O problema da causalidade ilimitada
A fórmula legal adota a equivalência dos antecedentes: tudo o que contribuiu para o resultado é causa. Levada às últimas consequências, ela alcançaria o fabricante da arma, quem vendeu o carro e até quem apresentou os envolvidos.
A dogmática tradicional corrige isso exigindo dolo ou culpa, e o próprio Código exclui a imputação quando causa superveniente relativamente independente por si só produz o resultado. A imputação objetiva propõe um filtro adicional, aplicado antes da análise do dolo.
Os filtros propostos
- Criação de risco juridicamente desaprovado: quem se mantém dentro do risco permitido não responde, ainda que sua conduta integre a cadeia causal.

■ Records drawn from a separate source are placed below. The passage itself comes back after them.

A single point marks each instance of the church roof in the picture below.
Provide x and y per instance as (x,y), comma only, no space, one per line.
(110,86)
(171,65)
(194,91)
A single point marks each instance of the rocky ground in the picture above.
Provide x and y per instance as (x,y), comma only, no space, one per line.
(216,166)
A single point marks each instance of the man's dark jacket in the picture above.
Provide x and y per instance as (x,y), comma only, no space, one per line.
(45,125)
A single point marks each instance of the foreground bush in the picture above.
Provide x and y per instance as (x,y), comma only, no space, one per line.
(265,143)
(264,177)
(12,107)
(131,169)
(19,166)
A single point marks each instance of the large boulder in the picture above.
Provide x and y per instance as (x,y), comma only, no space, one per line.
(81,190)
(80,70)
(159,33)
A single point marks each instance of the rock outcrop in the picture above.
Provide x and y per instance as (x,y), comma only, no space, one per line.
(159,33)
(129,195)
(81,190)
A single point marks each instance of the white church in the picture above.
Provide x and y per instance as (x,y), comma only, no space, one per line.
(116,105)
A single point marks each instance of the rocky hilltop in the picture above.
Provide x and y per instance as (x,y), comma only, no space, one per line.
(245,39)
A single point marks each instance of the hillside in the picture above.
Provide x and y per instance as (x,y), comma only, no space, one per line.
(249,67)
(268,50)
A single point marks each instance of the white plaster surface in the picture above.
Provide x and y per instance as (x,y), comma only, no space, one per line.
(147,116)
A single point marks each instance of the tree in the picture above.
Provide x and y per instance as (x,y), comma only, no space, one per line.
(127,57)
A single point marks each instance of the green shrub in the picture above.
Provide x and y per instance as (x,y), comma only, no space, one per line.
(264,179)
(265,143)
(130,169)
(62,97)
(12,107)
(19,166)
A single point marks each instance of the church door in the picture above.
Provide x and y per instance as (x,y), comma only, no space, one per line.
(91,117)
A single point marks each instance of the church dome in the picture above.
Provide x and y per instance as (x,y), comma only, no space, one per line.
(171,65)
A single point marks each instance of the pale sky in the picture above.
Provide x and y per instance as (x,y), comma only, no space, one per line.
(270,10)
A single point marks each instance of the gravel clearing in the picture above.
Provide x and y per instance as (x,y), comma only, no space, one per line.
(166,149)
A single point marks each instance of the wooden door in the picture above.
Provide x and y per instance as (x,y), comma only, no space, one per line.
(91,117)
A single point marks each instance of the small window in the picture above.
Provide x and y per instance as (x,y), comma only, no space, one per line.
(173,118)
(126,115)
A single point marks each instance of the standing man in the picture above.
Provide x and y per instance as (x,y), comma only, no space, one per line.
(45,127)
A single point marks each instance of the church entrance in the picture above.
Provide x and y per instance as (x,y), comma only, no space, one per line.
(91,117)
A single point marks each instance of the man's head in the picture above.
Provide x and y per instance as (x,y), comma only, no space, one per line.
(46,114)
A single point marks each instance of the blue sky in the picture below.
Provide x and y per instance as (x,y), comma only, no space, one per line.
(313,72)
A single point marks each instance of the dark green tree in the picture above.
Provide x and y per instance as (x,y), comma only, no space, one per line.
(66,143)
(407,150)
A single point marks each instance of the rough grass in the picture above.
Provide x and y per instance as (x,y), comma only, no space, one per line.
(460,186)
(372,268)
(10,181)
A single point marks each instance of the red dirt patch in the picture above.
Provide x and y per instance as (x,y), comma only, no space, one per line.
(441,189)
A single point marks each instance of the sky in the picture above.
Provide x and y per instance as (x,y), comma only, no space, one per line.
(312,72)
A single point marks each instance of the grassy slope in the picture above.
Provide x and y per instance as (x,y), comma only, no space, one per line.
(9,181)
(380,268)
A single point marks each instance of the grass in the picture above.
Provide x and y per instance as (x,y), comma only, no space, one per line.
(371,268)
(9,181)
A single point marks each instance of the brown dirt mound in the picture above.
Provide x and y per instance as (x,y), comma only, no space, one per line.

- Realização do risco no resultado: o resultado precisa ser a concretização daquele risco, e não de outro, superveniente e autônomo.
- Alcance do tipo: o resultado deve estar entre aqueles que a norma pretendia evitar.
Daí decorrem consequências práticas: a diminuição de risco não é imputável, e a autocolocação consciente da vítima em perigo pode romper a imputação.
Onde isso aparece no dia a dia forense
O terreno mais fértil é o dos acidentes e das atividades reguladas. O Código de Trânsito Brasileiro pune, no art. 302, o homicídio culposo na direção de veículo automotor, e a discussão sobre se o motorista criou ou incrementou risco proibido — e se foi esse risco que se realizou no resultado — organiza a análise.
Motorista que trafega na velocidade permitida, com o veículo em ordem, e atinge pedestre que se lança inesperadamente à via, respeitou o risco permitido. A causalidade material existe; a imputação do resultado, não.
Recepção e limites no Brasil
A teoria não está escrita no Código Penal. Ela é construção doutrinária que os tribunais utilizam como argumento de reforço, e não como substituição do texto legal.
Exemplo: em erro médico, discute-se se a conduta do profissional criou risco além do inerente ao procedimento e se o dano decorreu justamente desse excesso. O laudo pericial costuma responder às duas perguntas.
Por isso o argumento raramente aparece sozinho: ele acompanha a análise do nexo causal legal, da previsibilidade e do dever de cuidado, reforçando a conclusão em vez de dispensá-la.